2.2 Action 4) - Dynamic Font Loading

Caching was now applied, but the fundamental problem remained: every page was still requesting every font.

To solve this, I split the existing fonts.css file and modified the code to load only the necessary fonts. AS_IS

@font-face {
  font-family: 'Pretendard';
  src: url('/fonts/pretendard/Pretendard-Regular.woff2') format('woff2');
}
... and many other fonts

TO_BE

@import url('./pretendard.css');

// FontLoader.tsx: Load only necessary fonts dynamically
export function FontLoader({ fontKey }: FontLoaderProps) {
  const config = getFontConfig(fontKey);
 
  return (
    <Head>
      <link rel="stylesheet" href={config.cssUrl} />
    </Head>
  );
}

2.3 Results

Through these optimization efforts, we completely resolved the cost spike issue caused by the update, and achieved a small reduction (10-20%) in client CF costs compared to before.
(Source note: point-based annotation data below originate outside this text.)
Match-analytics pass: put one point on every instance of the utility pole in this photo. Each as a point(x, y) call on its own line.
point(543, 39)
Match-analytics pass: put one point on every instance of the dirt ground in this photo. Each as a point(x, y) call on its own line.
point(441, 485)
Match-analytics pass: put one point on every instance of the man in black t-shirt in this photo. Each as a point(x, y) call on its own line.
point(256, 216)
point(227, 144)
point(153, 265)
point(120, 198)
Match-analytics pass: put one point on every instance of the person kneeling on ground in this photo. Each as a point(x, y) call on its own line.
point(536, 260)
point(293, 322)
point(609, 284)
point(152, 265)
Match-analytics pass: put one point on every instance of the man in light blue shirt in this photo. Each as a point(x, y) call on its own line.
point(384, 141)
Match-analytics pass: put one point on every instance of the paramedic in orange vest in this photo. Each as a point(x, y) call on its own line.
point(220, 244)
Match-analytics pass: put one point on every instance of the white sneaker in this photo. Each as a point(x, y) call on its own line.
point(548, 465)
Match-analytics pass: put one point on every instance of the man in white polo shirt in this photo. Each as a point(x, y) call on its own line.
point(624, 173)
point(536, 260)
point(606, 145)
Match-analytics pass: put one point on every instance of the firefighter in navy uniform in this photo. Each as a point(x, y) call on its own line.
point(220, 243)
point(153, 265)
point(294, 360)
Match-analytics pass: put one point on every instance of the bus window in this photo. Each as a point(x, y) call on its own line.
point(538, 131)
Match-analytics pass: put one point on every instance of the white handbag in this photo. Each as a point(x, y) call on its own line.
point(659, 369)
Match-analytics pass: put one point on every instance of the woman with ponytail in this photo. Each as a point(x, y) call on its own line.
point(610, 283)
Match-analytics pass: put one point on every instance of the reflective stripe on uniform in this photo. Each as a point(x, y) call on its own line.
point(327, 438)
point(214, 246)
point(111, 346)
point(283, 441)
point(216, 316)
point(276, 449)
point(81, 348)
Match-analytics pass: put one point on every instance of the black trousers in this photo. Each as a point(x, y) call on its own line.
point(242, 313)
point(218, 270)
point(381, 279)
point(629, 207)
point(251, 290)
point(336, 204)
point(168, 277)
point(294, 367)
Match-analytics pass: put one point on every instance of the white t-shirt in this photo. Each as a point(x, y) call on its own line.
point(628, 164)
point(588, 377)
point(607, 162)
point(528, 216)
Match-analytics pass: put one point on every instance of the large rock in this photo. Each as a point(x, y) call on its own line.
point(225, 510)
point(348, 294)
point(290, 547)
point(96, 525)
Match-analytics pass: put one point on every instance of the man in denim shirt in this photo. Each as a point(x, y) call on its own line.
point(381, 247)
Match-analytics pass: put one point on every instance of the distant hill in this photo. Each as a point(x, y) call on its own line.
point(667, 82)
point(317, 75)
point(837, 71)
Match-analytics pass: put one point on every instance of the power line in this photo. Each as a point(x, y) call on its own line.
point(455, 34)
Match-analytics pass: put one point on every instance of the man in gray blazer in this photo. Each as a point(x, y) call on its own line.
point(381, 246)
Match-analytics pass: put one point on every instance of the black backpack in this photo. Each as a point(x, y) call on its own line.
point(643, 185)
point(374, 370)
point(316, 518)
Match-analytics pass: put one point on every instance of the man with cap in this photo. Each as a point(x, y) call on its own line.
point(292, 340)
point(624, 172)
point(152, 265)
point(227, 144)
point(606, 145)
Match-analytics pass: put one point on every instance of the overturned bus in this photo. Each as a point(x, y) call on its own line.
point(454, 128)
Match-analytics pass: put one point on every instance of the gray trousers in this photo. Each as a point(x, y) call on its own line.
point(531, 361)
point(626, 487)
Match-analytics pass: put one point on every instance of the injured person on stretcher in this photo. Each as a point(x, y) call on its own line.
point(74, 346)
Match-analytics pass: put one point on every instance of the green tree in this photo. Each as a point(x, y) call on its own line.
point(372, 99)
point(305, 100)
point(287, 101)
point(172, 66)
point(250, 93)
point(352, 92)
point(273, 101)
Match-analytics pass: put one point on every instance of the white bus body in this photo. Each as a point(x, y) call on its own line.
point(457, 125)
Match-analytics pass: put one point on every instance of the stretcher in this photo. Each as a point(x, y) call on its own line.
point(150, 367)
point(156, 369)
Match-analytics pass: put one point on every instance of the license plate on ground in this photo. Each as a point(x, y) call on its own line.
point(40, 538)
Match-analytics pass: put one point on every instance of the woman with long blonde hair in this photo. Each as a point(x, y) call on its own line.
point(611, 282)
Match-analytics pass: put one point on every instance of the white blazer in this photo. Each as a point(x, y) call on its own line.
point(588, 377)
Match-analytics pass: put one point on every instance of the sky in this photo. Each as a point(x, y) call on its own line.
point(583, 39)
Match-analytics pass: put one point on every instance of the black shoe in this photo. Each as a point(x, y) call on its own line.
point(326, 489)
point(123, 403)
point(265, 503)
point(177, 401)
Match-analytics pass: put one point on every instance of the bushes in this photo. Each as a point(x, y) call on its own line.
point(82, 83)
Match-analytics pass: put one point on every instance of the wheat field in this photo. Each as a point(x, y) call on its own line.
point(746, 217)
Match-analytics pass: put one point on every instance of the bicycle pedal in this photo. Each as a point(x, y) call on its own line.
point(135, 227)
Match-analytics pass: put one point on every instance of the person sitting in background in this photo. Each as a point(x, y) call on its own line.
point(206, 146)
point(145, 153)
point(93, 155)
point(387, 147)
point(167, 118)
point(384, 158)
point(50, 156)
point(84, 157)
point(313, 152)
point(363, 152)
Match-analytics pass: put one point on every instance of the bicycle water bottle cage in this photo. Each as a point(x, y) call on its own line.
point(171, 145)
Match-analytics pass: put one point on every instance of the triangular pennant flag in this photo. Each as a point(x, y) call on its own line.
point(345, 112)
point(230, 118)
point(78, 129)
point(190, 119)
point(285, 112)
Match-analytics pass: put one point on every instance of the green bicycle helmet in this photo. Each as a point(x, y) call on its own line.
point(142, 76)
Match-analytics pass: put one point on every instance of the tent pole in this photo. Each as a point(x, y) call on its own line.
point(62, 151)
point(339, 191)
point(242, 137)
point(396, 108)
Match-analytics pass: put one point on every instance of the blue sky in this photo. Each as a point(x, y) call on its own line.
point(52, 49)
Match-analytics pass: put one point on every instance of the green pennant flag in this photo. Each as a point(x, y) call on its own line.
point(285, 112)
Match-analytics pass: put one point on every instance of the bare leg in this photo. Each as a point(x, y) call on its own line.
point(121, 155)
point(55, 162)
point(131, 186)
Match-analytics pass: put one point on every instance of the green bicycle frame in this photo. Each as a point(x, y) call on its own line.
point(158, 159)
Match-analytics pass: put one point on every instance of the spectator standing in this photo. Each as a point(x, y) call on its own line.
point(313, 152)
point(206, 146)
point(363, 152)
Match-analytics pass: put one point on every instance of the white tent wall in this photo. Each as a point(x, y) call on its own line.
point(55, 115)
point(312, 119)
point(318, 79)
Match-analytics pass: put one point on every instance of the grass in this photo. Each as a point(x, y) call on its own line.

More importantly, we built a dashboard to monitor all client-side CFs, which I now check first thing every morning.

3. Conclusion

Of course, there are still many problems to solve:

• Lightening bundles through design system optimization
• Reducing CF requests (both Requests and BytesDownloaded affect costs, but Requests have a bigger impact)

Still, going through the entire process of identifying the cause → applying various solutions → seeing results really allowed me to exercise my favorite principle: "Be uncomfortable first, and stay uncomfortable until the end." It was a personally rewarding experience.